On the same day the Coalition successfully rammed through a windback of financial advice reforms by doing a “dirty deal” with the Palmer United Party, the Murray inquiry found conflicted remuneration structures “undermine” the ability of customers to get quality advice.
If it seems like the two are at odds, they are. No matter which way the government tries to play it, the changes to the Future of Financial Advice (FoFA) reforms are substantial and it is only the banks and a few other vested interest groups that support them.
Indeed Senator Mathias Cormann’s argument that the amendments to FoFA are designed to make advice more affordable by cutting red tape fails to recognise that the current structure of vertical integration is inherently conflicted. It also fails to recognise that cheap advice is good for nobody if the advice is bad or conflicted.
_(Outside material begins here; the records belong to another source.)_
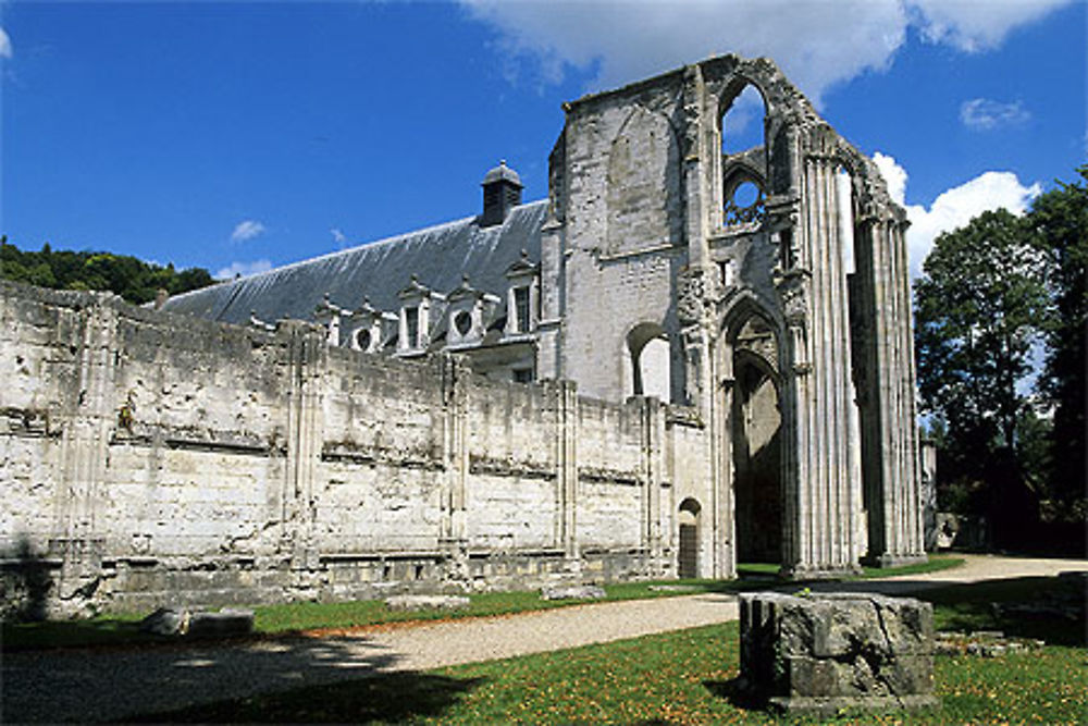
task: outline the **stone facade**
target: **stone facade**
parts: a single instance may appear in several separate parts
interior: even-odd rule
[[[750,86],[764,143],[725,152]],[[874,163],[765,59],[565,110],[546,200],[500,164],[482,214],[159,313],[5,288],[0,536],[149,602],[924,558]]]
[[[53,612],[673,574],[690,416],[325,335],[0,283],[5,599],[42,573]]]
The reality is the Australian banking system is highly concentrated and the expansion of banks into wealth management in the past decade or so makes the issue of vertical integration of paramount importance.
The interim report into the finance system headed by David Murray looks at the concentration of banks and acknowledges the trend of greater vertical integration in the wealth management and superannuation sectors.
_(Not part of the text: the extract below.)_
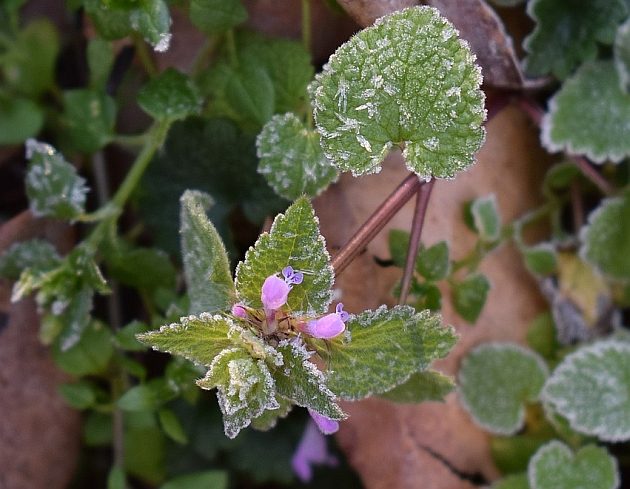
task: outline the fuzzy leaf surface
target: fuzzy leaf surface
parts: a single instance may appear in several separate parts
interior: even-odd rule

However, it stops short of canvassing whether banks should own wealth management divisions or financial planners it seems to accept this structure and seems more intent on changing the disclosure of advisers so consumers can distinguish between those working in a vertically integrated empire and those who are independent.
In other words the interim report seems to be saying accept the problems and conflicts caused by vertical integration but make it easier for consumers to identify if the financial planner is employed or tied to a big institution such as a bank.
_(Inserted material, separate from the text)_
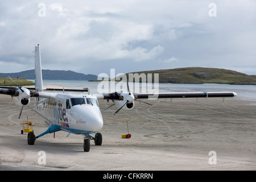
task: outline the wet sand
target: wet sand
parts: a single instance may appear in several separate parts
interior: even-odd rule
[[[23,121],[32,122],[36,135],[48,127],[44,119],[0,95],[0,170],[255,170],[256,101],[234,98],[160,99],[150,106],[138,102],[133,110],[112,107],[102,114],[102,145],[59,131],[27,144],[20,134]],[[99,101],[101,110],[112,103]],[[31,105],[34,103],[31,101]],[[130,139],[121,138],[127,133]],[[46,164],[39,164],[44,151]],[[210,151],[216,154],[210,164]],[[213,162],[213,160],[210,160]],[[215,160],[214,160],[215,162]]]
This is surprising given the Murray inquiry found that the superannuation system needed to be more efficient, has one of the highest operating costs in the OECD and “competition in the wealth management sector appears to be focused more on securing distribution channels and improving product features, rather than reducing fees”.
When all of this is married with the fact that the big banks dominate the wealth management sector and 80 per cent of the financial planning industry is owned by the major product providers and the massive conflicts of interest that creates, it paints an interesting picture about why the quality of financial advice is “variable”.
As former Commonwealth Bank financial planner and whistleblower Jeff Morris says: “For a big picture report of this nature to canvass secondary issues, such as merely distinguishing between ‘independent’ and ‘aligned’ advice, while ducking the fundamental underlying issue of vertical integration, is disappointing, to say the least”.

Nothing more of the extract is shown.